Prague, 23 August 1996 (RFE/RL) -- Officials in Ukraine's Zaporizska region decided yesterday to allow turning the hot water on in private residences during weekends. The region, which is home to more than two million people, was without hot water for over a month.
The decision was to mark the fifth anniversary of Ukraine's declaration of sovereignty. But it is temporary, depending on a local thermal plant's ability to pay energy bills.
The case provides a telling illustration of the sort of problems Ukraine is facing as it enters the sixth year of independent existence.
The country proclaimed its sovereignty August 24, 1991. But most of its ordinary citizens are worse off today than they were five years ago. Industrial output in many important sectors is still declining, as is agricultural production. The government experiences major difficulties in collecting taxes from state enterprises: they are either incapable or unwilling to pay. There is little hope that things will significantly improve any time soon.

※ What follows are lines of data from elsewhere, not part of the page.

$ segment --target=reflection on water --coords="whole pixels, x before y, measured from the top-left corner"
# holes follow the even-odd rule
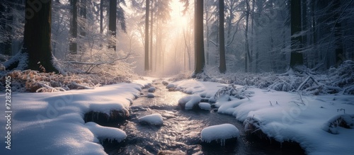
[[[284,150],[261,142],[249,140],[244,135],[241,122],[230,115],[209,111],[174,110],[178,101],[185,94],[169,92],[160,84],[154,98],[140,97],[131,107],[129,120],[111,124],[124,130],[128,137],[119,146],[103,145],[109,154],[156,154],[159,150],[180,150],[187,154],[292,154],[293,150]],[[144,92],[146,96],[147,92]],[[164,117],[161,127],[144,125],[138,117],[159,113]],[[205,144],[200,142],[201,130],[206,127],[223,123],[234,125],[240,130],[237,142],[224,147]],[[302,152],[295,152],[295,154]]]

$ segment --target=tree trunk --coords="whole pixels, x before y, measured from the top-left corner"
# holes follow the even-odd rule
[[[291,54],[290,67],[304,64],[302,53],[300,48],[302,47],[302,39],[301,36],[293,37],[294,35],[301,32],[301,1],[291,0]]]
[[[80,35],[85,36],[86,35],[85,28],[86,27],[86,14],[87,14],[87,0],[81,0],[80,1],[80,17],[82,18],[84,22],[81,26]]]
[[[205,65],[204,57],[203,0],[195,1],[195,69],[193,76],[203,72]]]
[[[103,0],[100,3],[100,33],[103,33]]]
[[[248,72],[249,71],[249,64],[251,64],[252,62],[251,61],[251,54],[249,53],[249,13],[251,12],[251,8],[249,7],[249,1],[246,1],[246,5],[247,6],[247,12],[246,13],[247,13],[246,15],[246,29],[245,29],[245,32],[244,32],[244,35],[245,35],[245,47],[246,47],[246,50],[245,50],[245,67],[244,67],[244,69],[245,69],[245,72]]]
[[[226,60],[224,31],[224,0],[219,0],[219,48],[220,52],[219,70],[220,73],[224,74],[226,72]]]
[[[146,1],[145,8],[145,59],[144,59],[144,70],[149,71],[149,1]]]
[[[115,51],[115,31],[117,29],[117,0],[110,0],[110,13],[108,20],[108,30],[110,34],[108,48]]]
[[[70,26],[70,33],[72,38],[70,39],[70,43],[69,45],[69,50],[70,54],[77,54],[77,0],[71,0],[70,4],[72,6],[72,25]]]
[[[152,28],[154,28],[154,11],[153,11],[153,8],[154,8],[154,0],[152,0],[152,5],[151,5],[151,18],[150,18],[150,54],[149,54],[149,57],[150,57],[150,62],[149,62],[149,68],[152,71],[154,67],[152,67],[152,35],[154,34],[154,32],[152,30]],[[156,59],[155,59],[156,61]]]
[[[333,20],[335,22],[339,17],[339,11],[341,9],[341,1],[333,1],[333,8],[335,16]],[[344,60],[345,54],[343,52],[343,35],[342,25],[341,21],[337,21],[334,25],[334,45],[336,46],[336,67],[338,67]]]
[[[28,54],[28,69],[57,72],[50,46],[52,1],[26,0],[25,11],[23,52]]]

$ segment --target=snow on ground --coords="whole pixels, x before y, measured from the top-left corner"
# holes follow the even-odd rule
[[[147,97],[147,98],[154,98],[155,95],[154,95],[154,93],[148,93]]]
[[[193,79],[170,84],[183,92],[210,98],[225,86]],[[249,98],[224,96],[217,100],[215,105],[219,108],[218,113],[232,115],[244,122],[246,130],[250,130],[249,125],[254,125],[278,142],[297,142],[309,154],[354,152],[353,123],[350,126],[352,129],[336,126],[336,123],[332,123],[331,127],[326,127],[336,120],[333,117],[341,117],[344,113],[350,117],[343,116],[343,120],[354,121],[354,96],[306,96],[255,88],[248,88],[247,91],[252,93]],[[350,124],[350,120],[346,122]],[[329,128],[338,134],[325,131]]]
[[[199,95],[186,96],[178,100],[178,105],[181,106],[182,109],[192,110],[195,105],[198,105],[202,98]]]
[[[142,83],[142,81],[141,81]],[[120,84],[93,90],[57,93],[12,93],[11,130],[7,118],[0,117],[3,141],[11,132],[11,150],[3,144],[1,154],[106,154],[98,138],[121,140],[123,132],[84,122],[86,113],[110,115],[127,110],[143,85]],[[5,101],[4,93],[0,101]],[[1,113],[7,110],[0,106]],[[119,133],[119,134],[118,134]],[[113,135],[114,134],[114,135]],[[4,142],[3,142],[4,144]]]
[[[199,108],[200,108],[200,109],[209,111],[212,110],[212,107],[210,106],[210,104],[209,103],[201,102],[199,103]]]
[[[159,113],[156,113],[139,117],[139,122],[153,125],[161,125],[164,123],[164,118]]]
[[[202,141],[210,143],[215,140],[219,142],[222,146],[225,145],[225,140],[237,138],[240,132],[232,124],[222,124],[210,126],[202,130],[200,137]]]
[[[85,124],[90,131],[101,141],[116,140],[120,142],[127,137],[127,134],[122,130],[115,127],[103,127],[96,122],[88,122]]]
[[[147,89],[147,91],[149,93],[154,93],[155,92],[155,90],[156,90],[155,87],[152,86],[149,88],[149,89]]]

Once heavily dependent on the Soviet economy as a whole, Ukraine continues to rely on Russian supplies of energy resources, and is still linked to Russia through a multitude of economic and trade ties. These links are certain to continue in the future, notwithstanding, a massive influx of aid from the West. Ukraine is, for example, now the third largest recipient of U.S. aid after Israel and Egypt.

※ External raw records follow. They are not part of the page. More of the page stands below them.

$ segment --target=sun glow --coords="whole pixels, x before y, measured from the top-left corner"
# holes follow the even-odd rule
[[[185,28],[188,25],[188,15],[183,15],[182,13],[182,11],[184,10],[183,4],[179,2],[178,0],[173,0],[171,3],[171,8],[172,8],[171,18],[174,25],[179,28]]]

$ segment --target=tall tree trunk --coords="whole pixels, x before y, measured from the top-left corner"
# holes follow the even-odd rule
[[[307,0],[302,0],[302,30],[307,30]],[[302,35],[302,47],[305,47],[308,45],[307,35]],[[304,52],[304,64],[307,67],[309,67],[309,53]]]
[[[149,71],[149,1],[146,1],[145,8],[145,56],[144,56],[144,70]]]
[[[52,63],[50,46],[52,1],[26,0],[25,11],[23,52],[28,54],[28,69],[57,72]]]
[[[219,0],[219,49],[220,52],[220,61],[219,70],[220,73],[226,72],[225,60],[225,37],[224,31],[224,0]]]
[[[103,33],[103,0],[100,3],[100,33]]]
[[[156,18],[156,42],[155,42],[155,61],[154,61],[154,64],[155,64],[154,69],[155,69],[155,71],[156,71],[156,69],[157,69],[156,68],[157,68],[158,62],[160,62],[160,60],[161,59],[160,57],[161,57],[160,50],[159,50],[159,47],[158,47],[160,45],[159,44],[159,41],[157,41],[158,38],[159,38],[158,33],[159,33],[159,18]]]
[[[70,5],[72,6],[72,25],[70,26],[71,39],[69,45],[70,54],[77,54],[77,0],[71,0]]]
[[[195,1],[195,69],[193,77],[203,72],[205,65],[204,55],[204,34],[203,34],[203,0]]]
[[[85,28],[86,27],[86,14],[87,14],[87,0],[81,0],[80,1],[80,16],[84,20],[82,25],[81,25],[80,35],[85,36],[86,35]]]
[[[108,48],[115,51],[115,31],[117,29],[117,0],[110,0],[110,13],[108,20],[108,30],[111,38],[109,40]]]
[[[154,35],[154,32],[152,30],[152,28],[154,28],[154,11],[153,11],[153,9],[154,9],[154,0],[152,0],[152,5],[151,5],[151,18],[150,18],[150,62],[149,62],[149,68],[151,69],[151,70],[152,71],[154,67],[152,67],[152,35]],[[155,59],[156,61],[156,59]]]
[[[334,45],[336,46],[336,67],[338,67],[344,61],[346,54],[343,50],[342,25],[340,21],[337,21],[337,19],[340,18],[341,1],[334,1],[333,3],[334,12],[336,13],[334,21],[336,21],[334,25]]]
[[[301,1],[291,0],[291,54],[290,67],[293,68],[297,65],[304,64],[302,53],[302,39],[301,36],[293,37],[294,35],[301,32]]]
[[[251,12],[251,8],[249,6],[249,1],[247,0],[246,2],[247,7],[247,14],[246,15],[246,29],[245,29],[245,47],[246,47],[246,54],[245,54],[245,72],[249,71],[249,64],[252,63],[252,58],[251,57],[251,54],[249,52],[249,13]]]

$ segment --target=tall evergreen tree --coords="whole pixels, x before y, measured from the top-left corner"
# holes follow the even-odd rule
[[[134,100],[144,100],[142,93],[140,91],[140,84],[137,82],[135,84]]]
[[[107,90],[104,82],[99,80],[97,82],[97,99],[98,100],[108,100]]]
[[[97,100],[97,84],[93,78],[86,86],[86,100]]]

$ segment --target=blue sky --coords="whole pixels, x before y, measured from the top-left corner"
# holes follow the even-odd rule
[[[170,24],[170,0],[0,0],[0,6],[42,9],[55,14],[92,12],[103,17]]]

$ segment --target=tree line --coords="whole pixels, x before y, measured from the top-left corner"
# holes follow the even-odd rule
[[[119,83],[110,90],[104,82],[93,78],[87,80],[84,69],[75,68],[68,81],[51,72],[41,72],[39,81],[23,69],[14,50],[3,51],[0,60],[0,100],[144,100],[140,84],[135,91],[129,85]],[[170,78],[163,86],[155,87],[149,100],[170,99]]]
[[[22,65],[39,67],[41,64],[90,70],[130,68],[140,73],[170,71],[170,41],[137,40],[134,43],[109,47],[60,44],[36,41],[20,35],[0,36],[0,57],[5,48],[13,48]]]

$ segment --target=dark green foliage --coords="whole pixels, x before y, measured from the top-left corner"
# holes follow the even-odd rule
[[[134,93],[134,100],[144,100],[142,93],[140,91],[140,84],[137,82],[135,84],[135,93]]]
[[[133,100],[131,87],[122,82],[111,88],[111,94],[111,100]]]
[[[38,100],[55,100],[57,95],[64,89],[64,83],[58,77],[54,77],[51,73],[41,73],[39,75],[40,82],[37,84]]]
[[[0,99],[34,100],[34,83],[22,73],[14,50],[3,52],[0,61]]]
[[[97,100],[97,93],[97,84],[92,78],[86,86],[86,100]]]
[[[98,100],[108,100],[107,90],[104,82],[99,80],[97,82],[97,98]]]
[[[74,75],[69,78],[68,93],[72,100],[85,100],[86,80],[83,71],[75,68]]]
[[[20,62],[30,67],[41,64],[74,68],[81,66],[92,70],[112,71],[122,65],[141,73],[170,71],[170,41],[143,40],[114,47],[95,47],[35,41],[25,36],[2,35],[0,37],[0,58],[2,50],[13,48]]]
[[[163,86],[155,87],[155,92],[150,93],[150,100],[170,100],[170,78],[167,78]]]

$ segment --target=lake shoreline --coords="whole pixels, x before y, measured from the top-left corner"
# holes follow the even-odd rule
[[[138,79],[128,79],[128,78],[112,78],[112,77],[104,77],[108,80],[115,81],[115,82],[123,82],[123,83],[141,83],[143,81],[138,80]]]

Four months ago the International Monetary Fund (IMF) granted Ukraine a major stand-by loan, reversing an earlier decision to halt lending, pending improvement in economic performance.
Last week, the IMF opened talks with Kyiv officials on a $1.5 million currency stabilization loan needed for monetary reform. Ukraine is planning to introduce a new currency, the hryvna, to replace the karbovanets.
There is every reason to believe that Western aid will continue in the years to come, largely because of Western determination to help in maintaining political stability in Ukraine.
Ukraine is, in fact, one of the most politically stable of the former Soviet republics. A member of the Moscow-dominated Commonwealth of Independent States (CIS), Ukraine has refrained from taking part in joint military structures of that alliance, and based its policy on firm and developing ties with Western institutions.
Speaking two months ago in Poland, Ukraine's President Leonid Kuchma said his country's main foreign policy goal "is to gain full recognition as a Central European country." He added that such a recognition would imply eventual acceptance into the major European institutions such as the European Union and the West European Union -- a western defense organization allied with NATO.
Ukraine has already joined NATO's "Partnership for Peace" program, and has gained acceptance to the Council of Europe.
In relations with immediate neighbors, Ukraine has secured almost uniform recognition of its border. Only Romania and Russia have failed formally to recognize Ukrainian borders. It has signed a series of cooperative and friendship treaties with most of them. A treaty with Russia has not been signed because of the continuing dispute over the Black Sea Fleet.
The country is in the process of adopting a new constitution to strengthen its basic political institutions and permanently delineate legislative, executive and judicial powers.
Ukraine's consolidation of statehood has reinforced broader changes in East Central Europe. It has established a new independent state on Russia's western border, reducing somewhat Moscow's influence in both the region and Europe as a whole.
Marking Ukraine's anniversary of independence, U.S. President Bill Clinton said in a special message that Ukraine has gained a position "as a stabilizing force in an evolving and undivided Europe." Clinton has also promised that the United States "remains committed to supporting Ukraine" in its quest for internal development and an eventual integration into Europe.
There is little doubt that this view is shared by many other Western and Eastern leaders.